When Is Debt A Problem?
Debt assists a business until the business has trouble paying it off, either with new capital or with free cash flow. Ultimately, if the company can't fulfill its legal obligations to repay debt, shareholders could walk away with nothing. However, a more frequent (but still costly) occurrence is where a company must issue shares at bargain-basement prices, permanently diluting shareholders, just to shore up its balance sheet. Of course, the upside of debt is that it often represents cheap capital, especially when it replaces dilution in a company with the ability to reinvest at high rates of return. The first step when considering a company's debt levels is to consider its cash and debt together.
Check out our latest analysis for PJSC PhosAgro
What Is PJSC PhosAgro's Debt?
The chart below, which you can click on for greater detail, shows that PJSC PhosAgro had ₽127.8b in debt in June 2019; about the same as the year before. On the flip side, it has ₽20.1b in cash leading to net debt of about ₽107.6b.
How Strong Is PJSC PhosAgro's Balance Sheet?
The latest balance sheet data shows that PJSC PhosAgro had liabilities of ₽54.1b due within a year, and liabilities of ₽120.3b falling due after that. On the other hand, it had cash of ₽20.1b and ₽21.9b worth of receivables due within a year. So it has liabilities totalling ₽132.4b more than its cash and near-term receivables, combined.

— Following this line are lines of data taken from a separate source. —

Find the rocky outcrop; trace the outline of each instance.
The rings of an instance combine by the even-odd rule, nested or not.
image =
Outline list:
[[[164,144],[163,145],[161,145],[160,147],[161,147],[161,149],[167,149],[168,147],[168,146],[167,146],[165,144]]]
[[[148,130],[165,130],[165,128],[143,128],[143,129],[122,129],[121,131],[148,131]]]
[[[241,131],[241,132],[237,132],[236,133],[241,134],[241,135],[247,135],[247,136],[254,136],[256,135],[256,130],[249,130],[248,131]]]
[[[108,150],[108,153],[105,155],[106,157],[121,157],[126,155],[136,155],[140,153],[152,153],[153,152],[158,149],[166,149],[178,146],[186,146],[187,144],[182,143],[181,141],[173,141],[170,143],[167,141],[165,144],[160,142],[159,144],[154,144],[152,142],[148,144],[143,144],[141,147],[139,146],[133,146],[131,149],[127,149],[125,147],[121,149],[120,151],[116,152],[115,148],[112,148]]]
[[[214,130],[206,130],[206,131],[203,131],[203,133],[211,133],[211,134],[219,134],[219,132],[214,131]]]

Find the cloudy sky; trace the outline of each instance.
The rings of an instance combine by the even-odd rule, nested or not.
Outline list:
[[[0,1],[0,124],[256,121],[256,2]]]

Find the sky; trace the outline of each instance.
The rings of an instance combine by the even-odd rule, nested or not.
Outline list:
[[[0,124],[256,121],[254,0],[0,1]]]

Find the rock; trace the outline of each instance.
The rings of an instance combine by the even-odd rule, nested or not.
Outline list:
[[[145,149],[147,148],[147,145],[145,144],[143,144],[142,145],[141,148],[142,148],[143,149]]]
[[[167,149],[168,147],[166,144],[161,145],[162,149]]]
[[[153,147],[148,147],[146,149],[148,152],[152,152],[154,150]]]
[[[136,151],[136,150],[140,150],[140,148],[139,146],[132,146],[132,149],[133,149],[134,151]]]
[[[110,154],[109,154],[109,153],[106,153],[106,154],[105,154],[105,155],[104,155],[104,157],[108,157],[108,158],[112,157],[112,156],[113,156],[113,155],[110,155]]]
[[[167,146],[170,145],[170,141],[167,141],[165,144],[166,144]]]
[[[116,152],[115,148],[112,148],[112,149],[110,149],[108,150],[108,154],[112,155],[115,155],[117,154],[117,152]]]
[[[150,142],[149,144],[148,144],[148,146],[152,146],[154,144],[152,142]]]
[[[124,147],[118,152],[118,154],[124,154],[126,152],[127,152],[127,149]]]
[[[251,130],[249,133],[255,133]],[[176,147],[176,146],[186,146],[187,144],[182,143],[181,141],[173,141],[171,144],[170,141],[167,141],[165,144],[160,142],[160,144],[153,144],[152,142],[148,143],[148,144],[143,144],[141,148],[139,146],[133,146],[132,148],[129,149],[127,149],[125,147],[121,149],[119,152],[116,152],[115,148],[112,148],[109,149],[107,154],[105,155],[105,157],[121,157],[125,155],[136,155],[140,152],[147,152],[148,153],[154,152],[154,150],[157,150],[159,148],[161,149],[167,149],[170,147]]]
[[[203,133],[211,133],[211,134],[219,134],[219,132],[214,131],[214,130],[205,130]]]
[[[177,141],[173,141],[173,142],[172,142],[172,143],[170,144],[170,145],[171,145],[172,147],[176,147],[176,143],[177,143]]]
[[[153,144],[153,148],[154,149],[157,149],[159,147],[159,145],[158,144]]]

PJSC PhosAgro has a market capitalization of ₽314.3b, so it could very likely raise cash to ameliorate its balance sheet, if the need arose. However, it is still worthwhile taking a close look at its ability to pay off debt.
We use two main ratios to inform us about debt levels relative to earnings. The first is net debt divided by earnings before interest, tax, depreciation, and amortization (EBITDA), while the second is how many times its earnings before interest and tax (EBIT) covers its interest expense (or its interest cover, for short). Thus we consider debt relative to earnings both with and without depreciation and amortization expenses.